Take steps to reach your financial goals
You’ve probably heard about or read James Clears’s best-selling book, Atomic Habits.
- The synopsis is how small changes/steps can help you achieve your goals by creating a compound effect.
Your financial plan also needs steps to ensure you reach your financial goals. First, put them in a logical order, beginning with baby steps, which will become small jumps, resulting in giant leaps.
For example, your goal is to increase sales. In that case, your steps include launching a marketing campaign, expanding your product line, or improving customer service.
Customize your financial plan
Customizing your financial plan is about designing it to suit your business needs and circumstances by considering your revenue, expenses, cash flow, and other factors unique to your business.
Tailoring your financial plan will give you the best possible road map for success.
Takeaway:
Keep your financial plan simple and implement steps you can take and reach without over-stretching your finances.
Implement your Financial Plan
That’s all the talking done; now it’s time to act.
Pick a starting day, like the first of the month, and implement a system for monitoring and updating your debits and credits so you can adapt as and when needed.
Take action
Your financial plan research should have illuminated a few economic issues you could improve on or need to implement, such as changing your spending habits, increasing your revenue, or taking out a loan.
It doesn’t matter what actions you take; the key is sticking to them to achieve your financial goals and keep your business on track for success.
Monitor your progress
Monitoring your progress shows whether you´re on track to achieving your financial goals, enabling you to take action and change course if needed.

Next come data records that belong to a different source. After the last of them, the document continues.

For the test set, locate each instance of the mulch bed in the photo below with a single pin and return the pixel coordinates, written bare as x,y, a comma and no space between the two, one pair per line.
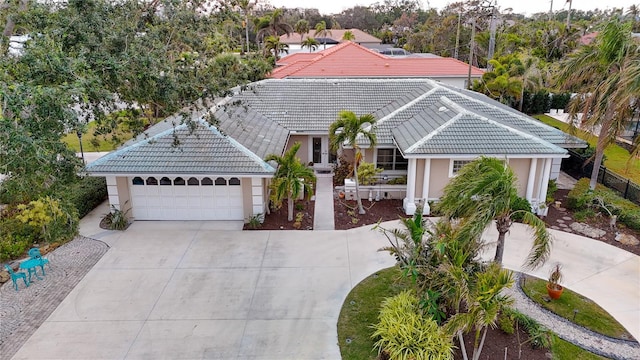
600,222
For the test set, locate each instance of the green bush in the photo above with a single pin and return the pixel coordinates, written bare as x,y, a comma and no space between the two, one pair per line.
87,194
519,205
404,334
582,197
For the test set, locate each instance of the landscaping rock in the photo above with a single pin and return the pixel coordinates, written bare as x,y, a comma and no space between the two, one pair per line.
627,239
588,230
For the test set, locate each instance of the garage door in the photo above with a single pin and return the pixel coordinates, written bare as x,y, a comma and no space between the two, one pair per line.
194,198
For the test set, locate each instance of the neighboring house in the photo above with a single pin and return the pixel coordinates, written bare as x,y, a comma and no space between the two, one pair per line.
352,60
361,38
426,131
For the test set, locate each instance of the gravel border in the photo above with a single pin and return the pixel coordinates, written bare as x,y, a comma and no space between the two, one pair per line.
23,311
599,344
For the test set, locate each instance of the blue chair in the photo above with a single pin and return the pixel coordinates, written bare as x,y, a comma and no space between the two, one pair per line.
34,254
15,276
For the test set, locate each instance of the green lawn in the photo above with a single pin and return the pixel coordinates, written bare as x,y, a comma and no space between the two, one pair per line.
90,140
589,315
617,158
360,311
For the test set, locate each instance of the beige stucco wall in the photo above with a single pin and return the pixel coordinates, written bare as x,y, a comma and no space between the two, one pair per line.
419,177
439,177
124,196
303,153
521,168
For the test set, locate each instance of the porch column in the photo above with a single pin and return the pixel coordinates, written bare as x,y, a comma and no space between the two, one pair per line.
544,185
409,202
425,186
531,182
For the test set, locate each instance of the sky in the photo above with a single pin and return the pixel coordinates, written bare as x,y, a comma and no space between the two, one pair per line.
519,6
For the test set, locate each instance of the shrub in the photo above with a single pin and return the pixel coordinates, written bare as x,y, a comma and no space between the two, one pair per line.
368,173
519,205
87,194
582,197
405,334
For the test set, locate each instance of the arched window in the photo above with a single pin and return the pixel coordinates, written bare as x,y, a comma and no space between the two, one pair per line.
206,182
221,181
193,181
178,181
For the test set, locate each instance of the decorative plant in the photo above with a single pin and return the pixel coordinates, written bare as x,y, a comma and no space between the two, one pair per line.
555,276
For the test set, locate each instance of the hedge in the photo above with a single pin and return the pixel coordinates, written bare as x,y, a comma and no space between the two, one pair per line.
581,196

Regularly track your income and expenses, review your budget, and measure key performance indicators (KPIs).
Keep your focus
Staying focused involves creating a system to track your progress, seeking support from others, or gaining outside motivation.
And reward yourself at the end of each month for a job well done; it`s excellent for maintaining your focus.
Takeaway:
Now’s the time to walk the walk.
Conclusion
You take control when you understand your finances, set goals, and develop and implement a plan.
And no one can do it for you, so don’t let financial planning become an afterthought.
Start the process today and take control of your finances because, as Dave Ramsey (American finance personality, radio show host, businessman, and author) says:
“You will either learn to manage money, or the lack of it will manage you.”